In the post-industrial city society, the hierarchal society is not as rigidly structured as in the industrial city, it is no longer simply class but upper class and lower class aren’t distinctively segregated. There is a shift from blue-collar workers to white-collar workers. Blue-collar workers are workers that do manual labour (unskilled labour) and white-collar workers perform skilled labour and have some form of tertiary education. The immigrant population also increases in the Post-industrial city because people have the freedom to travel, work and/or reside in other countries, seeking better opportunities.

In the Industrial City, social-spatial segregation of classes was very evident. There were inner-city slums that had poor living environments, such as not having proper water supplies and public sanitation. The conditions were no different in the large industrial cities. Housing for the poor was either ‘back to back’ housing, tenements, or through houses. It was overcrowded, had no service delivery, poorly maintained and the people were exposed to various diseases such as Cholera and Typhoid. The housing for the wealthy was less densely populated, away from the factories so that they are not exposed to the pollution from the factories meaning they had fewer health risks. The Wealthy did not stay close to the CBD because it was too close to the factories and the working class. The only reason why the workers resided close to the Central Business District (CBD) is that it is much closer to work and its cheaper to stay there. The wealthy people do not want to stay next to the working class and space in between the upper class and lower class deepens the hierarchy and emphasises this point. The CBD drives how the city is structured usually the places closet to the CBD have short-term stability and high mobility rates whereas the places further from the CBD has long-term stability and low mobility rates (less traffic), these are the high-status communities. The diagram below is Burgess’s model of the industrial city and it illustrates the residential segregation in the Industrial city.

In the post-industrial city, what used to be the focus of the city (CBD) in the industrial city is now decentralised. The city becomes fragmented meaning that the CBD is no longer the focal point of the city.
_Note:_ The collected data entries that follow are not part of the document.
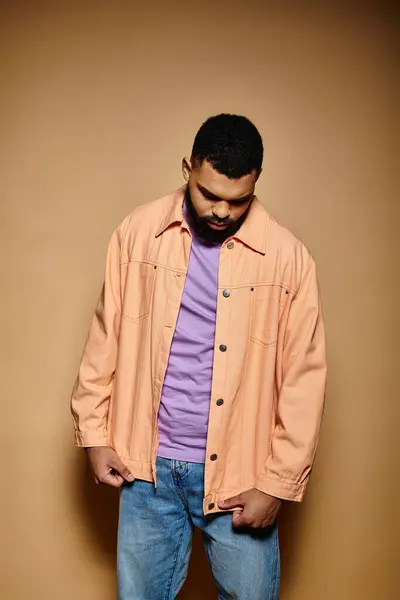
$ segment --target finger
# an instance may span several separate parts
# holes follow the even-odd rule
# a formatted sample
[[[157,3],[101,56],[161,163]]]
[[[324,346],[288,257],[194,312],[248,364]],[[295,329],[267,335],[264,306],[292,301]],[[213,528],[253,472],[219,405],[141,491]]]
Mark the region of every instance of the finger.
[[[233,527],[246,527],[248,525],[247,519],[242,510],[233,511],[232,525]]]
[[[115,488],[120,488],[124,483],[124,478],[118,473],[105,473],[101,477],[99,477],[99,482],[104,483],[105,485],[111,485]]]
[[[243,507],[244,504],[242,495],[238,494],[237,496],[232,496],[232,498],[228,498],[228,500],[220,500],[218,502],[218,506],[223,510],[230,510],[232,508],[237,508],[238,506]]]
[[[259,525],[258,524],[253,525],[253,527],[260,528],[260,529],[267,529],[267,527],[272,527],[273,524],[274,524],[273,519],[268,519],[266,521],[263,521]]]
[[[130,472],[128,467],[126,467],[124,463],[119,459],[118,455],[115,455],[115,458],[112,458],[109,461],[109,464],[110,467],[114,469],[114,471],[116,471],[123,479],[125,479],[125,481],[133,481],[132,473]]]

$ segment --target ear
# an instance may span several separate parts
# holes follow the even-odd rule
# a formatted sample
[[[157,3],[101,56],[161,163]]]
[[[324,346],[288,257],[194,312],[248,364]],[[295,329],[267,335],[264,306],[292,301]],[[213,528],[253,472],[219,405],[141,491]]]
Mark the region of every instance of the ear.
[[[186,183],[189,182],[189,177],[190,177],[191,172],[192,172],[191,160],[190,160],[190,158],[185,157],[182,159],[182,175],[183,175],[183,178],[186,181]]]
[[[258,171],[258,173],[257,173],[257,178],[256,178],[256,181],[258,181],[258,179],[259,179],[259,177],[260,177],[261,173],[262,173],[262,169],[260,169],[260,170]]]

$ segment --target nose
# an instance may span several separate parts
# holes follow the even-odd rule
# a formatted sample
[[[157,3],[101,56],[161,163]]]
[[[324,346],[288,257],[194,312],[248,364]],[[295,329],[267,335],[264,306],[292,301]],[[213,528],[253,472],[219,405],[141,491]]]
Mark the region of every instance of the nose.
[[[228,219],[230,215],[229,204],[227,202],[218,202],[215,204],[213,207],[213,215],[220,221]]]

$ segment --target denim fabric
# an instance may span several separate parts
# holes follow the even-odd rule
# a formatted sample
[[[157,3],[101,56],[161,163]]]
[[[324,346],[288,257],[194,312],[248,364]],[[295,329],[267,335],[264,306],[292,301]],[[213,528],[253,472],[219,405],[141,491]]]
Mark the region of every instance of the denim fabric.
[[[277,600],[278,529],[232,528],[232,515],[204,516],[204,465],[157,459],[157,488],[135,480],[121,491],[119,600],[173,600],[188,570],[194,527],[204,546],[219,600]]]

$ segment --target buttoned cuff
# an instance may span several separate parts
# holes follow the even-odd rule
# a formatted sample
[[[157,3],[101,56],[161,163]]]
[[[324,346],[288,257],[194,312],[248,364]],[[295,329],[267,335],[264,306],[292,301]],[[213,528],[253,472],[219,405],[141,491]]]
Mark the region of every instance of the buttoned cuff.
[[[94,446],[109,446],[107,432],[103,430],[78,431],[75,430],[76,445],[81,448],[93,448]]]
[[[301,502],[303,500],[306,487],[306,483],[294,483],[285,479],[268,477],[265,474],[259,476],[255,485],[255,488],[260,490],[260,492],[264,492],[264,494],[294,502]]]

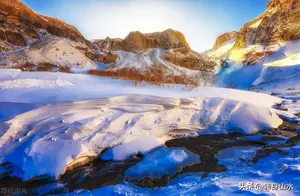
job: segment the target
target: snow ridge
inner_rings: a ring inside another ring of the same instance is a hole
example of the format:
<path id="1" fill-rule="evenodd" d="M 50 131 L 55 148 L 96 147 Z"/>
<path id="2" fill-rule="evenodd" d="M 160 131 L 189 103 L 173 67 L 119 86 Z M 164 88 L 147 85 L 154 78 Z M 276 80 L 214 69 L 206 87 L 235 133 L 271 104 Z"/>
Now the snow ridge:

Shopping malls, businesses, schools, etc are all distributed around different areas of the town. The rise of the carceral city is the privatisation of space, high walls in residential areas, gated communities and electronic surveillance make residents feel safe and protected from outsiders.

Society and space influence each other, the way that a city is arranged and our image of the city will affect our lifestyle and behaviour in it. Social space is assumed to act as both a product and a producer of change in our environment. The economic, social and spatial features of the Industrial cities and post-industrial cities is a representation of this.